O problema é que nem todos os governantes sabem disso. Ao ser questionada sobre quais escolas da rede municipal estariam precisando de adaptação, a assessoria de imprensa da prefeitura de Barra Mansa, por exemplo, garantiu veementemente à equipe de reportagem que todas (grifo nosso) correspondem às exigências da Associação Brasileira de Normas Técnicas. Independente do bairro, seja na periferia Leste ou no centro, o pai de algum aluno com deficiência física não encontraria problemas para se locomover nas escolas do município, garante a assessoria. Há quem garanta que não.
Já a prefeitura de Volta Redonda, em nota, garantiu que tem pretensão de adaptar 100% das escolas para atender os alunos com deficiência física. “Temos hoje, na Rede Municipal, um número significativo de escolas acessíveis, visto que mais de 65% das nossas Unidades Educacionais já sofreram adequação, 13% estão em obras ou em processo licitatório. Nosso planejamento prevê 100% de escolas acessíveis nos próximos anos”.

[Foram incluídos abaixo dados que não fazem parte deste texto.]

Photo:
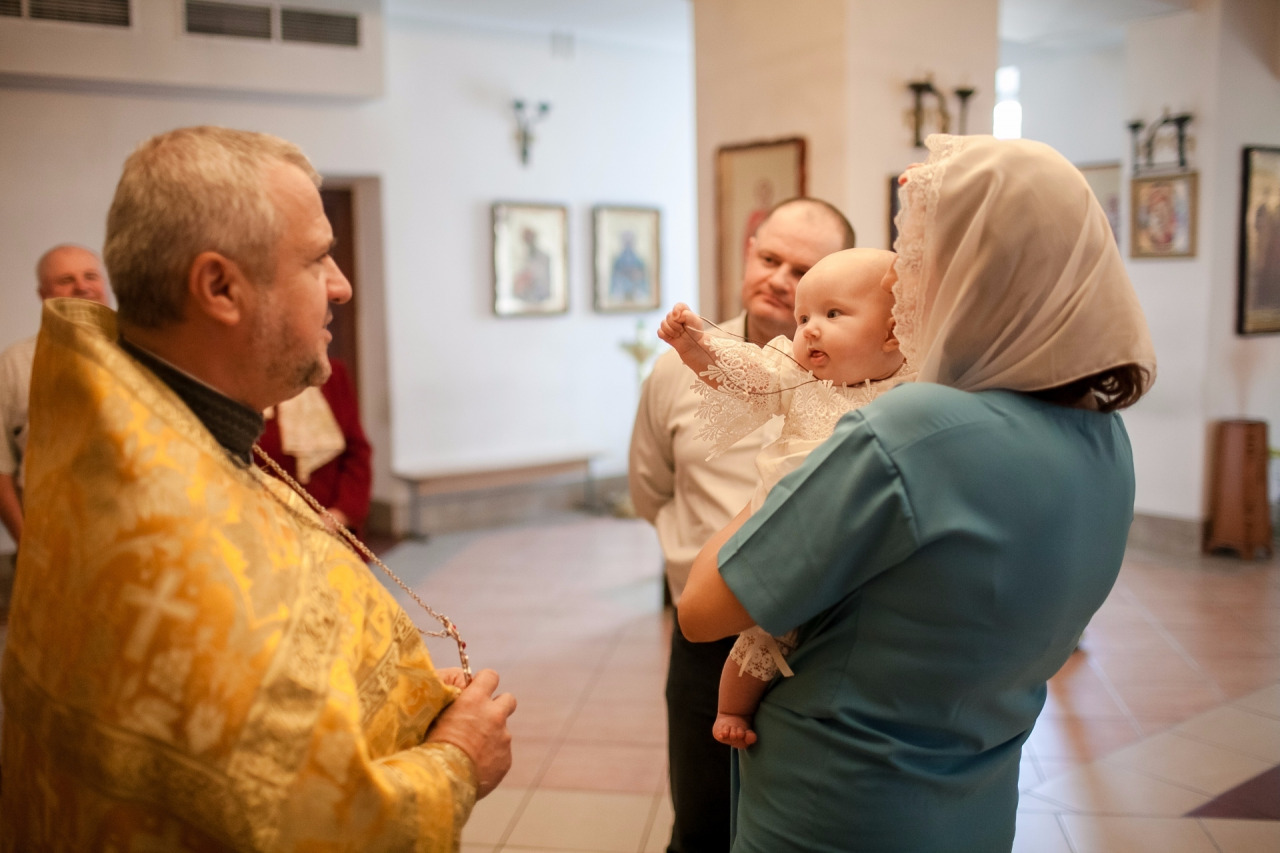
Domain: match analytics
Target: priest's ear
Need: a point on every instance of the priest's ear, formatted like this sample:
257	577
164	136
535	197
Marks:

Ainda de acordo com a nota, a prefeitura possui um projeto para atender as demandas relacionadas à acessibilidade e já deu início às obras em 2017, com continuidade este ano nas seguintes escolas: Madre Tereza de Calcutá (concluído), Dr. Hilton Rocha, Acalanto, Espírito Santo, José Ferreira dos Santos, Raiozinho de Sol, Alzira Vargas do Amaral Peixoto, Cirandinha, Lions Club, Mato Grosso, Prof. Luiz Cantanhede, Roraima, Walmir de Freitas e Miguel Couto Filho, escola da personagem que ilustra essa reportagem.